This species is ecologically versatile and grows on a variety of substrates and under several Mediterranean climate regimes, ranging from semi-arid to humid ([12]). However, the prevailing climatic conditions in its current range are characterized by summer droughts ([15]). Indeed, drought-adapted provenances have been reported to better survive severe summer drought, though displaying lower vigor than mesic Atlantic provenances under favorable conditions ([1]).

Water stress is one of the main factors limiting the growth of this species. Moreover, predicted climatic scenarios include summer droughts of increasing severity in Mediterranean basin. Therefore, the detection of differences in drought tolerance and growth among populations on a geographical scale may allow selection of provenances better adapted to dry environments. Silvicultural treatments can ensure a greater flow of under-canopy water and reduce competition for water, light and nutrients, enhancing the growth of remnant trees ([41], [40]). Stand density reductions by thinning have been used extensively to increase soil water availability, by reducing stand transpiration and canopy interception of precipitation, thus improving stand growth rates ([3], [28], [29]).

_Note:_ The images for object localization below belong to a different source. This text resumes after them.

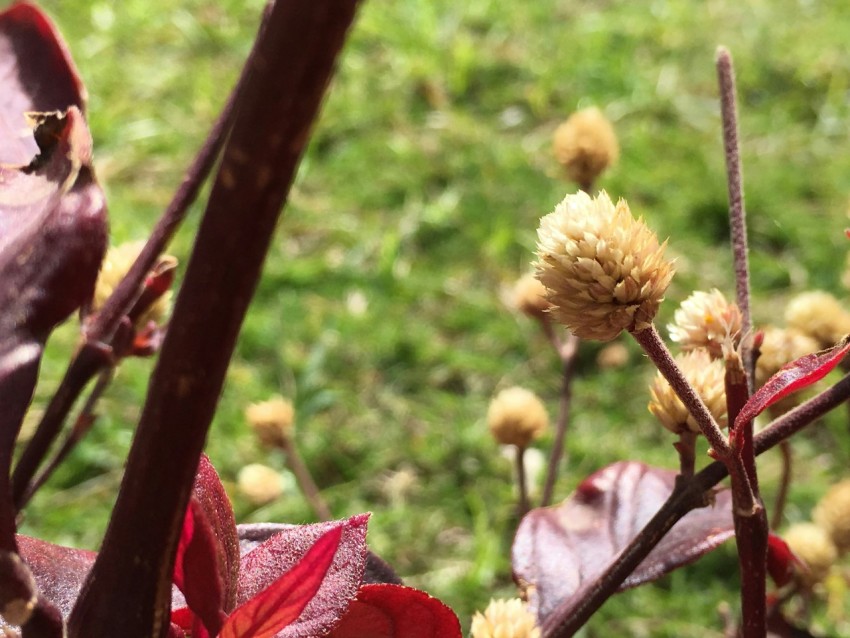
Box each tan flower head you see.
[237,463,285,505]
[783,522,838,587]
[471,598,540,638]
[535,191,674,341]
[553,107,619,189]
[648,350,727,435]
[813,479,850,554]
[245,396,295,448]
[668,289,742,359]
[487,387,549,448]
[785,290,850,349]
[512,273,552,321]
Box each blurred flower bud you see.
[512,272,551,321]
[785,290,850,349]
[648,350,727,434]
[237,463,286,505]
[813,479,850,555]
[471,598,540,638]
[553,107,619,189]
[783,522,838,587]
[487,387,549,448]
[535,191,673,341]
[245,396,295,449]
[755,326,819,414]
[668,289,742,359]
[596,342,629,369]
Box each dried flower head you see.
[668,289,742,359]
[785,290,850,349]
[512,272,551,321]
[487,387,549,448]
[553,107,619,189]
[783,522,838,587]
[648,350,727,434]
[535,191,674,341]
[813,479,850,554]
[471,598,540,638]
[237,463,286,505]
[596,342,630,369]
[245,396,295,448]
[92,240,175,327]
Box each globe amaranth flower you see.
[668,289,742,359]
[511,272,552,321]
[783,522,838,587]
[648,349,727,435]
[471,598,540,638]
[813,479,850,554]
[487,387,549,448]
[245,395,295,449]
[785,290,850,349]
[535,191,674,341]
[553,107,619,188]
[755,326,819,415]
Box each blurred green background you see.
[15,0,850,635]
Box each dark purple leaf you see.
[235,514,369,638]
[326,584,462,638]
[736,337,850,430]
[512,462,734,622]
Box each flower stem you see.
[281,437,332,522]
[516,445,530,517]
[771,440,792,530]
[541,332,579,506]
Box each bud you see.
[668,289,742,359]
[553,107,619,188]
[470,598,540,638]
[237,463,286,505]
[783,522,838,587]
[648,350,727,434]
[535,191,673,341]
[512,273,551,321]
[487,387,549,448]
[596,342,629,369]
[813,479,850,554]
[785,290,850,349]
[245,396,295,448]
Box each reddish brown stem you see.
[541,332,579,506]
[771,440,792,529]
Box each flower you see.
[755,326,819,414]
[553,107,619,188]
[648,350,727,434]
[668,289,742,359]
[487,387,549,448]
[237,463,286,505]
[535,191,674,341]
[813,479,850,554]
[785,290,850,349]
[471,598,540,638]
[783,522,838,587]
[245,396,295,448]
[512,272,551,321]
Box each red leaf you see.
[512,462,734,622]
[234,514,369,637]
[736,337,850,430]
[326,584,461,638]
[766,533,800,588]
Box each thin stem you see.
[515,445,530,517]
[281,438,332,522]
[771,440,792,530]
[541,332,579,506]
[716,47,753,391]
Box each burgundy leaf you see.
[512,462,734,622]
[235,514,369,637]
[326,584,461,638]
[736,337,850,430]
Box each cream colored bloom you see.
[237,463,286,505]
[783,522,838,587]
[813,479,850,554]
[512,273,552,321]
[785,291,850,349]
[668,289,742,359]
[487,387,549,448]
[535,191,674,341]
[471,598,540,638]
[245,396,295,448]
[553,107,619,188]
[648,350,727,434]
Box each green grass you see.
[14,0,850,634]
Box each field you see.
[18,1,850,635]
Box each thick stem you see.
[281,437,332,522]
[675,431,698,478]
[541,332,579,506]
[771,440,792,529]
[731,490,768,638]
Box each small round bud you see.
[648,350,727,435]
[785,290,850,349]
[783,522,838,587]
[487,387,549,448]
[471,598,540,638]
[813,479,850,555]
[535,191,674,341]
[245,396,295,448]
[596,342,629,369]
[668,289,742,359]
[553,107,619,189]
[512,273,551,321]
[237,463,286,505]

Tree ring analysis is a powerful technique for detecting tree growth patterns and inter-annual growth variations related to climate ([22]). The intra-annual growth responses of conifers to local climatic variation have been successfully assessed using information on total ring width, earlywood and latewood widths ([9], [10], [42], [36], [37]). Indeed, the distinction between earlywood and latewood can lead to a higher temporal resolution of climate-growth relationships and thus provide a better understanding of the intra-annual growth responses to different climate conditions ([27], [46], [36]).

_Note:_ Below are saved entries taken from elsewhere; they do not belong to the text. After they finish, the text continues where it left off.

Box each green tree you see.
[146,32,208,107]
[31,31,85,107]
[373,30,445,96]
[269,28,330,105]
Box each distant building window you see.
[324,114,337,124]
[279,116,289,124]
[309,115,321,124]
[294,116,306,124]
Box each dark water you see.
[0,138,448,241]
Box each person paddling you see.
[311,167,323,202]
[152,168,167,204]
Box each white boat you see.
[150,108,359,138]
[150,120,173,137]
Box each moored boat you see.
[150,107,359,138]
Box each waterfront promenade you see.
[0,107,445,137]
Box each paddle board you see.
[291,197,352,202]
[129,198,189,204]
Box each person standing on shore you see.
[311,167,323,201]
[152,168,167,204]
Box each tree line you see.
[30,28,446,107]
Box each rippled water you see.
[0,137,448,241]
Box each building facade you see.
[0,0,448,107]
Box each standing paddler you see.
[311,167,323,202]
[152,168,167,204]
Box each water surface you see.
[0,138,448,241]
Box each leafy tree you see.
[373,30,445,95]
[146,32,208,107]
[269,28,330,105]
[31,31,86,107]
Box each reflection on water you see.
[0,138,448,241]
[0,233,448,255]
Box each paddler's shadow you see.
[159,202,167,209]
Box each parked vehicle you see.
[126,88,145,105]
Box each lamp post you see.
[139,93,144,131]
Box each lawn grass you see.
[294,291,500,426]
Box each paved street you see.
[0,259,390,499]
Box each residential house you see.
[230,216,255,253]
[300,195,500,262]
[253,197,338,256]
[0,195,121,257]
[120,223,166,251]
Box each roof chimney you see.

Dendrochronological studies focused on growth responses to climate in stand with different structural characteristics have shown that growth-related climatic signals are likely to be age/size dependent ([11], [18], [42], [32], [10]). Few studies have examined whether growth responses to climate variables are stable across a range of stand densities ([31], [33]).

The aim of this study was to assess (i) the intra-annual variability in growth patterns and (ii) growth responses to climate in two P. pinaster stands growing at different tree densities at low elevation in northern Sardinia. Pine forest in the studied area has a great ecological importance for conservation purposes, as well as for the protection of soil from erosion; it has also a positive effects on tourism. A better understanding of how differences in stand density affect the drought tolerance of trees is relevant for future management and conservation strategies of such isolated P. pinaster forests over the whole Mediterranean region.

  Materials and Methods 

Study site

The study site is located within the forest area of Monte Pino, norther Sardinia (40° 56′ N, 09° 22′ E) at 740 m a.s.l. (Fig. 1). Forest covers approximately 1106 ha, of which 611 ha are covered by native P. pinaster biocoenoses, while Mediterranean shrubs and Quercus ilex L. coppices cover approximately 414 ha and 63 ha, respectively. Maritime pine stands lie on shallow soil derived from intrusive igneous rocks, partially metamorphic rocks, and limestone. The soil moisture regime is xeric, dry xeric, and locally udic ([16]).

Fig. 1 - Range map of Maritime pine (Pinus pinaster Ait. - left panel). Location and Walter & Lieth climatic diagram of the study site (right panel). The average annual temperature (°C) and the total annual rainfall (mm) are reported on top, while the mean maximum temperature of the warmest month and the mean minimum temperature of the coldest month are beside the left y-axis. The dotted area indicates seasonal water deficit.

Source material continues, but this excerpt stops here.